Lols, yeah, this is an older home that has 6 dedicated circuits for the kitchen and the rest of the home shares the rest. Not balanced well circuit-wise either.
I think asking the goal prompted me to realize that I’m mostly interested in monitoring voltage on each leg (would love each circuit but I have UPSes to do that where I have tech) as we have heavy A/C load here in summer with unstable power and the voltage really fluctuates). My home lab barely breaks 5amp in reality and pushes PoE all over our property.
Short answer is you should be fine with your 120V reference.
You probably read this post, but in case you missed it:
So IMO while I think that using a 240V reference calibrated down to half is technically more accurate, it’s not perfect either and in your case would be splitting hairs. You don’t really have a large imbalance.

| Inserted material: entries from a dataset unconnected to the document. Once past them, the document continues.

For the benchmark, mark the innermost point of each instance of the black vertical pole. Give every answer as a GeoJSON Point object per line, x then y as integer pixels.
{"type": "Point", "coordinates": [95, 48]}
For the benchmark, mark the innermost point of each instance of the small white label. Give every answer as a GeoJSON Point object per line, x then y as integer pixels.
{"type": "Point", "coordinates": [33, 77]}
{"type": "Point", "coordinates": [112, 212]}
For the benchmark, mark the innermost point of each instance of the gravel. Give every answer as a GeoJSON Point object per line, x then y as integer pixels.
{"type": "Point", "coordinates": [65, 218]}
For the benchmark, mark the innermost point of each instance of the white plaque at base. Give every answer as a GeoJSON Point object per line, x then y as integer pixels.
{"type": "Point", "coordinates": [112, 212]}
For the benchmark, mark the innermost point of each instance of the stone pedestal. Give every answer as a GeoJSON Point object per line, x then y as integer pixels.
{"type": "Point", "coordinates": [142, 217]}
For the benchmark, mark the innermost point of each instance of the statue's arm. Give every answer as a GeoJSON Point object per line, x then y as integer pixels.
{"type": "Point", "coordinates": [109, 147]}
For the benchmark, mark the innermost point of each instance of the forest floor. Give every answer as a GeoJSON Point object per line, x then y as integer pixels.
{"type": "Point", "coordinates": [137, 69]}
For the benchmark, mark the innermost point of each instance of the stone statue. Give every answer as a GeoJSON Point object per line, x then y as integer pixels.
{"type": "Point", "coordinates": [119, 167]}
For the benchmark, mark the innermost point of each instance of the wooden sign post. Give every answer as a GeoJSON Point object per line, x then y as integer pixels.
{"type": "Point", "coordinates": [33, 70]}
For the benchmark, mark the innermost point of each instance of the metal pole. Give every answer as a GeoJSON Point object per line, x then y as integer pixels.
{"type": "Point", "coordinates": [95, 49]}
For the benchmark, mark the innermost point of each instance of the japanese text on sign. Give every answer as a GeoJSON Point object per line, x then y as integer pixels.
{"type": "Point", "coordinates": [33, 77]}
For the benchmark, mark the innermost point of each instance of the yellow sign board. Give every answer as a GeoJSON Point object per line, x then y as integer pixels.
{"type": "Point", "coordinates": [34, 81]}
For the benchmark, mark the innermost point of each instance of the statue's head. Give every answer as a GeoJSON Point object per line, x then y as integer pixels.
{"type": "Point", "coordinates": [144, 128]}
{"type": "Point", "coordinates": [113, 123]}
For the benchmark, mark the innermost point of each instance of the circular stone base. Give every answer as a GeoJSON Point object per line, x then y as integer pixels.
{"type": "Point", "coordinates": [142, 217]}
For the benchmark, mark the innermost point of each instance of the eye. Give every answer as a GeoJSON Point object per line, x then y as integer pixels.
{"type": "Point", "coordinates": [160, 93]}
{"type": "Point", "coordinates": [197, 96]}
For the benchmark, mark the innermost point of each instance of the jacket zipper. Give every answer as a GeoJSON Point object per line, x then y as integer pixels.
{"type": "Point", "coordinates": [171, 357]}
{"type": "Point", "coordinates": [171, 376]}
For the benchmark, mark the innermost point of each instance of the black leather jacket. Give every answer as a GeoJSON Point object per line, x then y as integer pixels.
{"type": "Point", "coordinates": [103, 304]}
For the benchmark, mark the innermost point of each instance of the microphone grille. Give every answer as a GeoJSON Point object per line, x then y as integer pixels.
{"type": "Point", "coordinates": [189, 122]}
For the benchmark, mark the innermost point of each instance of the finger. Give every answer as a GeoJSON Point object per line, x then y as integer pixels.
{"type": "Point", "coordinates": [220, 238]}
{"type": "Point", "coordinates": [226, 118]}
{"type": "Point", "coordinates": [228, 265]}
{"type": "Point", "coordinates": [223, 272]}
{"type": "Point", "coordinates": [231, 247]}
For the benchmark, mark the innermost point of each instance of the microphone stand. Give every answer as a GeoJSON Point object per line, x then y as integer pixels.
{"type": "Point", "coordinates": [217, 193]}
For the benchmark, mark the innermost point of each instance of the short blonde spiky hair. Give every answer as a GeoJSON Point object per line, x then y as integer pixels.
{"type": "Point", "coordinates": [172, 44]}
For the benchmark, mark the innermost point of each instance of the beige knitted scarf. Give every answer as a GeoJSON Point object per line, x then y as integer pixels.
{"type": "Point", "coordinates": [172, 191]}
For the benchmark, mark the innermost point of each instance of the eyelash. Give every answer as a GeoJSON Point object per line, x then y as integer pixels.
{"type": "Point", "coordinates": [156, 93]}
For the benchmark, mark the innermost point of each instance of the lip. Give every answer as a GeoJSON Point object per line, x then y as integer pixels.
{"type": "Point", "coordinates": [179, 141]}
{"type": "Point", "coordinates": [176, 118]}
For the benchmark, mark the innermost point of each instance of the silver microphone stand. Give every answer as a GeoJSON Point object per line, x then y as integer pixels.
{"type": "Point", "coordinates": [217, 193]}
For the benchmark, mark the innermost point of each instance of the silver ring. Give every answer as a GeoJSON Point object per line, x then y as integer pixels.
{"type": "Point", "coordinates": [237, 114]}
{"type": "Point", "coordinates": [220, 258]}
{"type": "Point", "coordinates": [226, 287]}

Thanks, I may leave the single 120v VT on its own didicated circuit in the lab to provide clean data and use the other phase for network. If I puruit the 240v VT, which unit would you recomend in the US and will it work in the 9v port?
Thanks, I’ve ordered the Ideal VT from Newark and an international to NEMA 6-15P adapter. I’ll wire in a NEMA 6-15P with a 10 amp 240v mini breaker in a small 2-space SE dedicated sub-panel for 240v without neutral and leave the other identical sub as is with a leg on each phase outputting 120v. It’s my basement lab, it was just a matter of time anyway and 240v loads are bigger issue in summer with A/C.
When you have time can you send any recommended calculations, calibration, etc. for this setup?
Thanks for all the support in the forums, I’m happy to have found your product.